For times when ordinary joins don't cut it, use subqueries to assemble arrays:

-- It's like playing 'Operation' with your data. SELECT s.Name AS StudentName, (SELECT array_agg(Mark) FROM Grade WHERE StudentId = s.Id AND Mark > 75) AS AwesomeMarks FROM Student s;

This will yield only high marks. Sorry, no free passes for students!

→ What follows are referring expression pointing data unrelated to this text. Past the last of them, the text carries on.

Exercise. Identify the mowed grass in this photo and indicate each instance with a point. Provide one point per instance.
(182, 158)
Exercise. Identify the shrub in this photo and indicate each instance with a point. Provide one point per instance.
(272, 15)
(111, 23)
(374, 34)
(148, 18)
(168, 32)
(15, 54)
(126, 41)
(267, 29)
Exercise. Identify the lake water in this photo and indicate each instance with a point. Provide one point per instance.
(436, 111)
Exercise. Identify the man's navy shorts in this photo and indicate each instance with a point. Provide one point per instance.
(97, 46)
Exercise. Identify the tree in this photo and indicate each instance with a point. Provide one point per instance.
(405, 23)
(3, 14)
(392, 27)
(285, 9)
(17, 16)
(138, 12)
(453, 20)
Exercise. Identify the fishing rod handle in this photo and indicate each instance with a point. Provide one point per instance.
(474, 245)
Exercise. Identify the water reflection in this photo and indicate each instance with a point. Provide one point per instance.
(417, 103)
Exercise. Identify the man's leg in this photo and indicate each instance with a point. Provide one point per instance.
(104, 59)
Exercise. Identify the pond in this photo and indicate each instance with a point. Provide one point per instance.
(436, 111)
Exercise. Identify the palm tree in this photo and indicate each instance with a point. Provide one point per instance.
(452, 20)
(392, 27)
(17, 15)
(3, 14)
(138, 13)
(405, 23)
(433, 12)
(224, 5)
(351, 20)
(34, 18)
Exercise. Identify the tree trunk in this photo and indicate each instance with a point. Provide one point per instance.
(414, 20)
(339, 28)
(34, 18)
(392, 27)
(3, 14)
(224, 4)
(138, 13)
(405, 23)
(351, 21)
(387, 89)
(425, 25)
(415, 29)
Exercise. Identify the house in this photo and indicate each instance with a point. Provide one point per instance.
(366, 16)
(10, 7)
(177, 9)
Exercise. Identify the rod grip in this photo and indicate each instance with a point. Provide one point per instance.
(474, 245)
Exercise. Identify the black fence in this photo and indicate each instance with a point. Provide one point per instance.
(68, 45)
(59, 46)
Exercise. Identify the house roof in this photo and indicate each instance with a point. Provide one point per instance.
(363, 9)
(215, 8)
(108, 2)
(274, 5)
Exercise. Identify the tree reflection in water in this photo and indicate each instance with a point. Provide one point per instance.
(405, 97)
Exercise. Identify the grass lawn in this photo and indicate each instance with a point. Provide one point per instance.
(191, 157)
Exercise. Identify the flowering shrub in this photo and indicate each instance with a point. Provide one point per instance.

Text Aggregation and Conversion

If you're more of a "strings attached" person, STRING_AGG() is your buddy:

-- Going stringy for a change. SELECT group_column, STRING_AGG(column_name::text, ', ' ORDER BY sort_column) FROM table_name GROUP BY group_column;

Or to ASCII-fy an array:

-- Abra-cadabra, Array-to-Stringa! SELECT group_column, array_to_string(array_agg(column_name), ', ') FROM table_name GROUP BY group_column;

Different tools for different rules!

Keeping Order with Data

The ORDER BY clause within array_agg() maintains sequence:

-- Chronological ordering. As if writing a diary. 😊 SELECT UserId, array_agg(Amount ORDER BY TransDate) AS OrderedAmounts FROM Transactions GROUP BY UserId;

Handling Nulls and Duplicates in Style

Null values and duplicates - the necessary evils. PostgreSQL's array_agg() includes them by default. However, you can give them a slip:

-- DO NOT PASS (null values)! SELECT group_column, array_agg(column_name) FILTER (WHERE column_name IS NOT NULL) FROM table_name GROUP BY group_column;

Getting rid of sneaky duplicates:

-- Shoo duplicates, don't bother us! SELECT group_column, array_agg(DISTINCT column_name) FROM table_name GROUP BY group_column;

A clean array is a contributor to peaceful data mining!